The French and other Old World winemakers are right that the New World’s low-end commercial wines sold in supermarkets are not sophisticated, but the Europeans ignore two key points. First, New World commercial wines are certainly more in demand than the low-end wines produced by countless cooperatives in southern Europe. Hence, the former will continue to take market share from the Old World in the segments of the market that seek low-priced bottled wines. Second, Old World producers need to wake up to the increasing range of sophisticated wines being produced in the New World. Volumes are not yet sufficient to make an impact on the Old World’s shelf space in the fine wine outlets of Europe, North America, and Japan, but continuing growth in super premium New World wine production will have a discernible impact before the decade ends.

With increasing affluence comes an increasing demand for many things, including product variety, the spice of life. Over time, consumers will gradually differentiate more between grape varieties and between not just countries of origin but regions within them. With the help of wine critics such as Hugh Johnson in Britain and Robert Parker in the United States, the "philistines" will increasingly discriminate between brand names and labels within brands. The preference for differentiated products, and the infinite scope for experimentation by vignerons, will ensure that there will always be small- and medium-sized wineries — like California’s Ridge Wines and Australia’s Petaluma — alongside the few large corporate labels like E.&J. Gallo, Robert Mondavi, and Orlando Wyndham.

The forces of globalization, together with the expansion in premium wine-grape supplies as winegrowers upgrade, may spur more mergers, acquisitions, or alliances among wineries across national borders. Nonetheless, the success of corporate wine labels in the global marketplace will provide a slipstream in which astute smaller operators can also thrive. Plenty of New World wines from small wineries, including California’s Screaming Eagle, are now going for fantastic prices — in some cases over $1,000 a bottle — thanks to high scores from Parker’s tastings. One of the best known "cult" red wines in Australia, Henschke’s Hill of Grace, is from a small family winery in the Adelaide Hills that crushes well under 1,000 tons of grapes per year (compared with Orlando Wyndham’s 200,000 tons).

The popularity of cult wines shows that small and medium enterprises can do well in the age of mass marketing and consolidated winemaking giants, provided small wineries work hard on marketing and distribution to ensure their differentiated product is in demand. Generations of traditional knowledge and skill at grape growing and winemaking, the marks of distinction for many Old World producers, are both necessary and admirable attributes.

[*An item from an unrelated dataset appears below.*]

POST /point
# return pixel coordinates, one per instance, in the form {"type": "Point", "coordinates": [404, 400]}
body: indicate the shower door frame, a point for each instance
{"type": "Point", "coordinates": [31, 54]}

But these traits are not sufficient for survival. Mastering the formation of alliances with quality marketers and distributors also is essential, as is searching out and developing new markets, including in such places as East Asia.

Who will get all those ingredients right? At a 2001 conference in Italy, Australian wine critic James Halliday was asked the question: What country will dominate the world’s wine markets in 2100? Leaving aside the fact that, in a world of multinational corporations, the more pertinent question might be which firms will dominate, Halliday answered that Australia will be in a similar position then to that of France today. Given that Australia has been exporting wine in commercial quantities for barely a century, his answer is consistent with Madame Rothschild’s oft-quoted claim that winemaking is easy once you learn how — it’s just the first 200 years that are difficult.

Kym Anderson is executive director of the Centre for International Economic Studies at the University of Adelaide in Australia.